‘Alice’ Star & Tony Winner Linda Lavin Dies at 87

TV and film actress and Broadway performer Linda Lavin died unexpectedly in Los Angeles on Sunday, December 29, at the age of 87. The star of CBS sitcom Alice, she had recently been diagnosed with lung cancer, Deadline reported.
Lavin was working as recently as December 4, when she attended an event in Hollywood to promote her new Netflix series No Good Deed. She had also been filming her upcoming Hulu sitcom Mid-Century Modern alongside Nathan Lane, Matt Bomer and Nathan Lee Graham. The comedy had reportedly shot seven of its 10 episodes before the holidays and was due to start filming again early in the New Year. The show’s creators Max Mutchnick and David Kohan, along with director James Burrows paid tribute to Lavin:
“Working with Linda was one of the highlights of our careers,” they said, per Deadline. “She was a magnificent actress, singer, musician, and a heat seeking missile with a joke. But more significantly, she was a beautiful soul. Deep, joyful, generous and loving. She made our days better. The entire staff and crew will miss her beyond measure. We are better for having known her.”

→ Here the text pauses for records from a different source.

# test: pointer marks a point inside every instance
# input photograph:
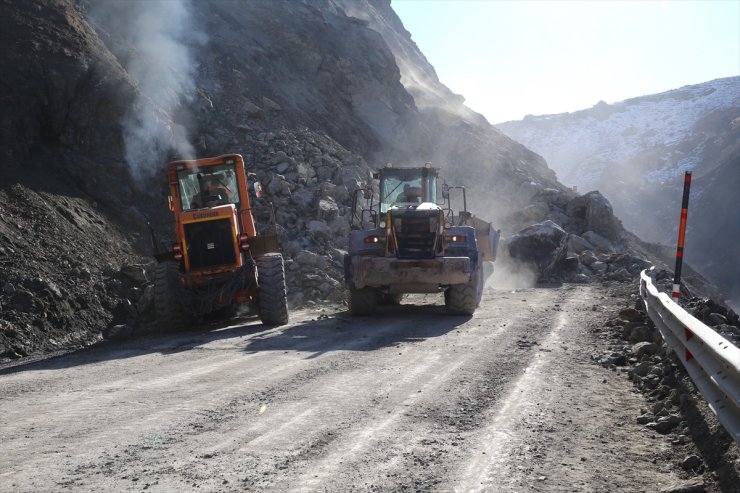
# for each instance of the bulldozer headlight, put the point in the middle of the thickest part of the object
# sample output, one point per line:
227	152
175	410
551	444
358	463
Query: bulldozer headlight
177	250
244	242
456	238
371	240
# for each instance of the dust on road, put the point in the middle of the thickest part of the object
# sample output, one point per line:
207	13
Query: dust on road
413	399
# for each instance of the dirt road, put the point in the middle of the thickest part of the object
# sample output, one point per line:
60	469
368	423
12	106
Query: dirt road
412	399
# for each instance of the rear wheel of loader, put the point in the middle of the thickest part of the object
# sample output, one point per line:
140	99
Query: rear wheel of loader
463	299
391	298
167	309
362	301
272	300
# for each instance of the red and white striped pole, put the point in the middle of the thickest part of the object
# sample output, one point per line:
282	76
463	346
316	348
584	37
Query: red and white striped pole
681	235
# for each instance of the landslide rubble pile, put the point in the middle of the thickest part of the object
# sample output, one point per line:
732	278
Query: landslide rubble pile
312	95
706	453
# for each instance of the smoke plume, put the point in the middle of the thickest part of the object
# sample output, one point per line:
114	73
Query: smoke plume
154	41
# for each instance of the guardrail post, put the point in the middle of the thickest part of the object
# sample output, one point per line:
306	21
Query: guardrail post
681	235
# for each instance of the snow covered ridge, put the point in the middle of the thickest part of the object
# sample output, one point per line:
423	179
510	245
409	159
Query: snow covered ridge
580	146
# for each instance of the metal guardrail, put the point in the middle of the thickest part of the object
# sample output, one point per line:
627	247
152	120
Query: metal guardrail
711	360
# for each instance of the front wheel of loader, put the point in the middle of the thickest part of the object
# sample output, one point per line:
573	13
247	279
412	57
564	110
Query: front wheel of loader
272	300
362	302
463	299
167	308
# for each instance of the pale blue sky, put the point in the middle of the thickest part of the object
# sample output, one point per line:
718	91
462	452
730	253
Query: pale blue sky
513	58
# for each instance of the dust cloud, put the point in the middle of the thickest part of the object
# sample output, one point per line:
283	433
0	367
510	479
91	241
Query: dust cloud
510	273
154	41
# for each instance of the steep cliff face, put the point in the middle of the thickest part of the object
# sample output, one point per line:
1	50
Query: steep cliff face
98	95
636	153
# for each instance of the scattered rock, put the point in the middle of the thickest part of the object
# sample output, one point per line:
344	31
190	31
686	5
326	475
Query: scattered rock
695	485
644	348
690	463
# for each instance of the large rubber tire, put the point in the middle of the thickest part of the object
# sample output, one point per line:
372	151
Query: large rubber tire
272	300
391	299
362	302
463	299
167	308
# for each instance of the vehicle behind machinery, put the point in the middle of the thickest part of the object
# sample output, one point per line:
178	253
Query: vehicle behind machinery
411	242
218	259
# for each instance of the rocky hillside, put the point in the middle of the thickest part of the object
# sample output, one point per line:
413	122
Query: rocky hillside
636	152
98	95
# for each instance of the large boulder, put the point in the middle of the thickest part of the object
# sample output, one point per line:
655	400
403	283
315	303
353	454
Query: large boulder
538	243
595	213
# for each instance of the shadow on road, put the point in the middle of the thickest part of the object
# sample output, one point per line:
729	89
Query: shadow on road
390	326
156	342
338	331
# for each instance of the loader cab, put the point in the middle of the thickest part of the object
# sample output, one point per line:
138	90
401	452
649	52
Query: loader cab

Linda Lavin attends the premiere of Netflix’s “No Good Deed” on December 04, 2024 in Hollywood, California. (Photo by Kevin Winter/Getty Images)
Lavin guest-starred on Barney Miller before getting her own TV series Alice, in which she played the lead role of a waitress and widowed mom Alice Hyatt, who had a 12-year-old son and worked at a roadside diner near Phoenix, Arizona. The show, which ran from 1976 to 1985, turned “Kiss my grits” into a catchphrase. It also featured Lavin singing the theme song “There’s a New Girl in Town.” The hit comedy was based on the Martin Scorsese-directed movie Alice Doesn’t Live Here Anymore, which won an Oscar for its lead Ellen Burstyn.

ALICE, Linda Lavin, TV GUIDE cover, October 23-29, 1976. TV Guide/ Everett Collection
Her other TV roles included Room for Two, Sean Saves the World, plus appearances in The Sopranos, The Good Wife, Bones and The O.C. More recently she guest-starred in Elsbeth and appeared in B Positive.
Her movie roles included Damn Yankees, The Muppets Take Manhattan, The Back-up Plan and The Intern.
Lavin, who was born in Portland, Maine in 1937. Both sets of her grandparents had emigrated from Russia. She acted in High School before going to William and Mary College in Virginia. She began her hugely-successful Broadway career in the 1960s and earned the first of her six Tony nominees for Last of the Red-Hot Lovers in 1970, before winning a Tony in 1987 for Broadway Bound.
She married actor Ron Leibman in 1969, but they divorced in 1981. Her second marriage to Kip Niven, who she met on the set of Alice, ended in 1992 after 10 years. In their divorce proceedings she accused Niven of mental and emotional cruelty, adultery and “profligate spending” of her income. While Lavin had no biological children, she was stepmother to Niven’s two kids, and also to the children of her third husband, artist/musician Steve Bakunas, who she wed in 2005.